A study by co-author John Nolan, PhD, of the Macular Pigment Research Group at Waterford Institute of Technology and presented at the 18th International Symposium on Carotenoids in Lucerne, Switzerland, showed that the addition of (RS) meso-zeaxanthin, a non-dietary carotenoid found in many eye health supplements, contributes no additional efficacy for eye health in people with non-advanced age-related macular degeneration (early AMD).  The findings from the Central Retinal Enrichment Supplementation Trials (CREST) add doubt to the need for supplement formulations containing (RS) meso-zeaxanthin.

The CREST study examined the effect of adding (RS) meso-zeaxanthin to the standard National Eye Institute’s Age-Related Eye Disease Study 2 (AREDS2) formula of 10 mg lutein and 2 mg zeaxanthin, plus low zinc. The study participants were randomly assigned to one of two AREDS2 (with low zinc) treatment groups: with 10 mg (RS) meso-zeaxanthin or no (RS) meso-zeaxanthin. After 24 months of follow-up in 98 participants with early AMD, there were no significant differences in measures of macular pigment or visual function between the treatments.1

“Supplement manufacturers should be aware that all ‘zeaxanthin’ is not the same.
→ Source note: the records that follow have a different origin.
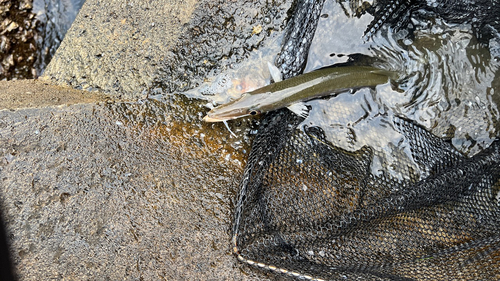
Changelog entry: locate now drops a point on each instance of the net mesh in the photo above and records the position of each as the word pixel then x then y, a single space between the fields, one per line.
pixel 310 209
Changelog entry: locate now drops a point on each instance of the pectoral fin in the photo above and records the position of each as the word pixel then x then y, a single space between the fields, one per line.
pixel 300 109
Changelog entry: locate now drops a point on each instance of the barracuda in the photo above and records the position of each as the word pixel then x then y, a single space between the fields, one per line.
pixel 308 86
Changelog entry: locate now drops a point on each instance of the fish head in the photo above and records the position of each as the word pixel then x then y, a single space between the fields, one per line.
pixel 246 105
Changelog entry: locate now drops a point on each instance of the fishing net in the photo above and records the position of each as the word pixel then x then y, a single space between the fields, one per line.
pixel 312 210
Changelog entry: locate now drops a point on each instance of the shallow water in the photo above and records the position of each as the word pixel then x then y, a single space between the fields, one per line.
pixel 446 85
pixel 56 17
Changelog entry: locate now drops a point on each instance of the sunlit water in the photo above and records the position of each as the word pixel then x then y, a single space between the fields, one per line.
pixel 446 86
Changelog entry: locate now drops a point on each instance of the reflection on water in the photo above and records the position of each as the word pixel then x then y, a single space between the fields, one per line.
pixel 56 17
pixel 448 86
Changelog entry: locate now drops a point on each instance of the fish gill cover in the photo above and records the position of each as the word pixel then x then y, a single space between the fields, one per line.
pixel 314 210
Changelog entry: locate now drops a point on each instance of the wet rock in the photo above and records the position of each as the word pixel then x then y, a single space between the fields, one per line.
pixel 96 188
pixel 17 32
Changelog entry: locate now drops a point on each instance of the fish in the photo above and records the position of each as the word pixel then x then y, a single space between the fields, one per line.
pixel 291 93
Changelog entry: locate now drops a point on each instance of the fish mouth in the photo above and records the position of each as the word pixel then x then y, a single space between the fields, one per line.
pixel 209 119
Some products are misrepresented as containing natural and dietary ‘zeaxanthin’ but contain a non-dietary, synthetic, zeaxanthin stereoisomer—3R, 3’S- zeaxanthin, or (RS) meso-zeaxanthin, which is one of three ‘zeaxanthin’ stereoisomers,” said Richard Roberts, PhD, Kemin Principal Manager, Technical Services. “The findings are important because they build on the available evidence that suggests there is no additional benefit of adding (RS) meso-zeaxanthin to eye health supplements.”

(RS) Meso-zeaxanthin contained in dietary supplements is synthetically made from lutein using high heat and a strong alkaline environment.2 Research also indicates that (RS) meso-zeaxanthin present in the macula is made from dietary lutein and that supplemental (RS) meso-zeaxanthin may actually compete with lutein and zeaxanthin for absorption, keeping these important antioxidants from reaching the macula in the amounts needed for eye health.3,4,5

“Eye health supplement formulators should ask if all ingredients used in their product formulations are supported by science for safety and effectiveness,” said Ceci Snyder, Global Vision Product Manager. FloraGLO® Lutein, which contains the same dietary forms of lutein and zeaxanthin as found in common foods such as spinach, kale and broccoli, is a quality lutein backed by science. FloraGLO is supported by over 80 human clinical trial publications and is the number one recommended lutein brand by eye doctors.6,7

The current study findings resulted from a European Research Council grant for the Central Retinal Enrichment Supplementation Trials (CREST). The research was conducted at the Macular Pigment Research Group, which is part of the Nutrition Research Centre Ireland at the School of Health Science, Waterford Institute of Technology in Waterford, Ireland. Study participants were diagnosed with early AMD. The findings continue to support the National Eye Institute’s AREDS2 formulation with 10 mg of FloraGLO Lutein and 2 mg zeaxanthin as the standard eye health supplement formulation for age-related eye conditions.